Les créations d'emplois aux États-Unis ont nettement marqué le pas en janvier, trahissant un ralentissement qui pourrait inciter la banque centrale à être patiente sur les taux en dépit d'une décrue du chômage à son plus bas niveau en 8 ans.

L'économie américaine a créé 151 000 nouveaux emplois le mois dernier, contre 262 000 en décembre à une époque où le marché de l'emploi avait été favorisé par un climat très doux, selon les données publiées vendredi par le département du Commerce.

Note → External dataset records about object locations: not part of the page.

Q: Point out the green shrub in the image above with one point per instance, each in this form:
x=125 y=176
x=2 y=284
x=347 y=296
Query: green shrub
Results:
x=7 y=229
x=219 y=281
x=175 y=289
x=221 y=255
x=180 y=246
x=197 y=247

Le taux de chômage, qui fait l'objet d'une enquête séparée, a néanmoins baissé d'un dixième de point à 4,9 %, son plus bas niveau depuis février 2008.

Ces chiffres ont décontenancé les analystes qui d'un côté prévoyaient davantage de nouvelles embauches (188 000), mais de l'autre s'attendaient à ce que le taux de chômage reste stable à 5 %.

«Ce rapport est déconcertant», a affirmé Michael Gapen de Barclays Research. «Ces signaux divergents ajoutés à la volatilité des marchés financiers nous amènent à réviser nos prévisions sur la trajectoire de la politique monétaire: maintenant on s'attend à deux hausses en juin et en décembre» souligne-t-il évacuant, comme de nombreux analystes, une nouvelle hausse dès la prochaine réunion monétaire des 15 et 16 mars.

Les créations d'emplois sont restées soutenues dans le commerce de détail, les cafés et restaurants et les services de santé, selon l'enquête du ministère réalisée auprès des entreprises.

Elles ont rebondi pour la première fois en un an dans le secteur manufacturier ce qui constitue une bonne nouvelle, à moins que ce ne soit une anomalie «peu crédible», estime Paul Ashworth de Capital Economics.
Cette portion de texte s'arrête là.